Several factors preclude the use of CMR in patients with devices [118]. Radiofrequency-induced heating of the pacing leads has been shown to lead to temperatures as high as 60° in experimental settings [119]. On the other hand, radiofrequency and magnetic gradients induce currents within the device generator [120] and these can interfere with detection and pacing algorithms. In addition, they can induce arrhythmias and alter pacemaker settings. These factors have indeed implicated in the reported deaths. Despite these concerns, several centres have recently reported favourably on the safety of CMR in patients with pacemakers [121, 122]. Continuous ECG, blood pressure and oxygen saturation monitoring during the scan, turning off the device in non device-dependent patients, setting the leads to a bipolar configuration and using low field, gradient and radiofrequency settings are among the precautionary measures taken. With regard to CRT-D and ICDs, experience is more limited. In balance, the strength of the evidence for a role of CMR in CRT is insufficient to justify scanning after implantation.

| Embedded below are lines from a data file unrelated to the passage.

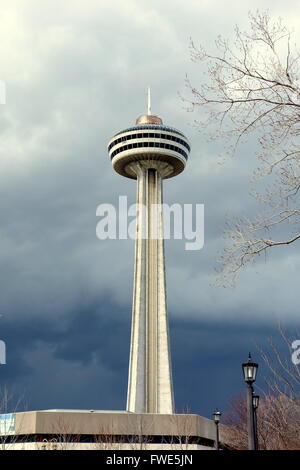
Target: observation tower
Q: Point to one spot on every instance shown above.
(149, 152)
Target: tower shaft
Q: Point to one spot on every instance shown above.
(150, 388)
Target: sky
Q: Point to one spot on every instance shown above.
(76, 73)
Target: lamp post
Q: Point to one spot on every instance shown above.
(217, 416)
(255, 400)
(250, 371)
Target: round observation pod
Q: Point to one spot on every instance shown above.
(148, 141)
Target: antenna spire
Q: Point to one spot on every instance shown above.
(149, 102)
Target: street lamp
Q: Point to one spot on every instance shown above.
(255, 400)
(250, 370)
(217, 416)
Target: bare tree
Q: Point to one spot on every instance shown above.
(253, 89)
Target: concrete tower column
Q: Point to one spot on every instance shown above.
(150, 388)
(149, 152)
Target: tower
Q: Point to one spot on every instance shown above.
(149, 152)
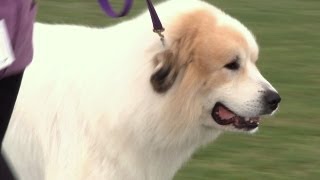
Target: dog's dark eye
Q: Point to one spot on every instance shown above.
(234, 65)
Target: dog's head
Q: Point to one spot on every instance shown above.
(208, 72)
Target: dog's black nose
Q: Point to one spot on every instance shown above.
(272, 99)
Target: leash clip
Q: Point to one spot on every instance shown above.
(159, 32)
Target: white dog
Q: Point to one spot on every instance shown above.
(114, 103)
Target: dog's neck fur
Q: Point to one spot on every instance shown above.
(141, 152)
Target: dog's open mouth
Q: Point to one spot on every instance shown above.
(224, 116)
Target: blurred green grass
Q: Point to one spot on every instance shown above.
(288, 145)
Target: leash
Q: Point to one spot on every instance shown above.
(157, 25)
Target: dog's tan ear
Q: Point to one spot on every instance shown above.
(166, 71)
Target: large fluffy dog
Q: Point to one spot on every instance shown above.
(115, 104)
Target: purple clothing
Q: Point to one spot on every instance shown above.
(19, 16)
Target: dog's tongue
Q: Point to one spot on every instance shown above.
(225, 113)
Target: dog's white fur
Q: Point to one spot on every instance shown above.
(87, 110)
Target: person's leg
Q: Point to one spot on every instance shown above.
(9, 88)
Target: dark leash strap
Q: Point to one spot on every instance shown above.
(157, 25)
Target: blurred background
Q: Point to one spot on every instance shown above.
(287, 147)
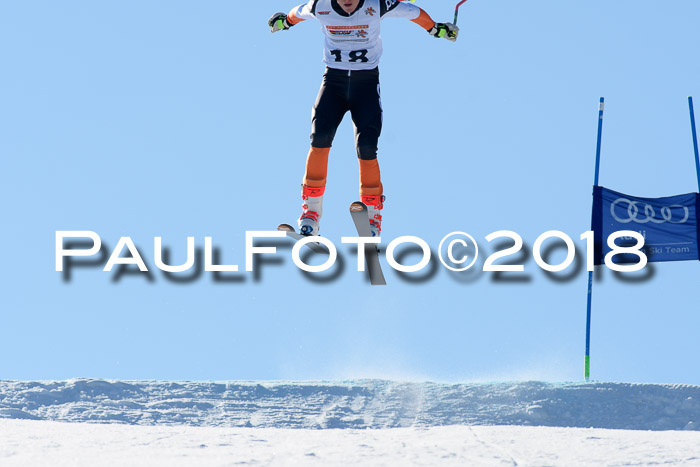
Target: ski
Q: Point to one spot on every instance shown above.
(360, 217)
(315, 246)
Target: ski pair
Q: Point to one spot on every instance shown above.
(360, 218)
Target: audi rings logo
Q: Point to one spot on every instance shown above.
(641, 213)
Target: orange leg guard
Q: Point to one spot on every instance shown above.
(316, 167)
(370, 178)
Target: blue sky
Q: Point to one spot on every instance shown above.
(172, 119)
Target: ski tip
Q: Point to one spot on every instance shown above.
(357, 206)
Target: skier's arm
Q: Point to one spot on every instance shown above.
(420, 17)
(280, 21)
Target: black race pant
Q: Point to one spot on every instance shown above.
(358, 92)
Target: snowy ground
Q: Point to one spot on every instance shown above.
(355, 422)
(30, 443)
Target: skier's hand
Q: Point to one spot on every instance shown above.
(447, 30)
(278, 22)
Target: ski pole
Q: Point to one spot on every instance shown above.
(457, 11)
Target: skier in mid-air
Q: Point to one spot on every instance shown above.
(352, 50)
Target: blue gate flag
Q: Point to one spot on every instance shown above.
(669, 225)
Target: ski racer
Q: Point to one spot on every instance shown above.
(353, 47)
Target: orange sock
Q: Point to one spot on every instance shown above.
(370, 178)
(316, 167)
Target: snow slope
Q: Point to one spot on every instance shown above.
(355, 404)
(154, 423)
(31, 443)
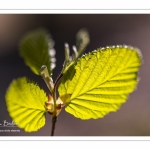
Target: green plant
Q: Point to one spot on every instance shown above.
(89, 86)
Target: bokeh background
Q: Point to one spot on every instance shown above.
(133, 119)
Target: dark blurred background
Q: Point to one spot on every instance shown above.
(133, 119)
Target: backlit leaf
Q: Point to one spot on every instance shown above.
(100, 81)
(26, 104)
(37, 50)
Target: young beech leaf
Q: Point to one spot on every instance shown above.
(100, 81)
(26, 104)
(37, 50)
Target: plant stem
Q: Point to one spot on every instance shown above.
(54, 117)
(54, 120)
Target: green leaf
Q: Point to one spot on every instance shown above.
(26, 104)
(37, 49)
(100, 82)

This year has seen the launch of the first CMR-safe pacemaker (Medtronic Inc, Minneapolis, US). The development of CMR-safe CRT-P and CRT-D devices would permit assessment of cardiac function, dyssynchorny and myocardial viability after device implantation. This is not only likely to help in clinical management but it will undoubtedly further our understanding of the mechanisms underlying CRT.

Intraoperative CMR in CRT

Recently, Schwatzman have shown how myocardial scar, imaged pre-operatively using LGE-CMR, can be fused with electroanatomic mapping data to guide LV lead implantation [123]. Using this technique, activation time and virtual venography was used to target LV lead positions, and the electroanatomic mapping system was used to assist in lead manipulation. Further studies, however, are needed to determine whether other CMR-derived data, relating to coronary sinus anatomy, [124] mechanical activation, [125, 34] perfusion and viability can also be 'fused' with real-time CMR or conventional fluoroscopy to guide LV lead deployment.

Conclusions

This decade is likely to see an exponential growth in the use of CRT for patients with heart failure. CMR not only provides unparalleled quality of imaging for cardiac structure and function but it is also unique in differentiating between the various causes of LV dysfunction. It is on this basis that CMR is already considered as an ideal 'one-stop' investigation for patients with heart failure. In addition, perhaps the most clinically applicable aspect of CMR to CRT per se is its ability to precisely localise myocardial scar, which is known to be crucial in LV lead deployment. For these reasons, CMR has a clear role in the diagnostic and implantation pathway of patients undergoing CRT. Further studies are needed to clarify the utility of fusion imaging in guiding LV lead deployment. On the part of scanner manufacturers, further software development and validation is required, so as to make analysis of dyssynchrony, tagging and LGE data more accessible to the clinician. With the development of CMR-compatible devices, the use of CMR in CRT device optimization may one day become a reality.

Conflict of interests

The authors declare that they have no competing interests.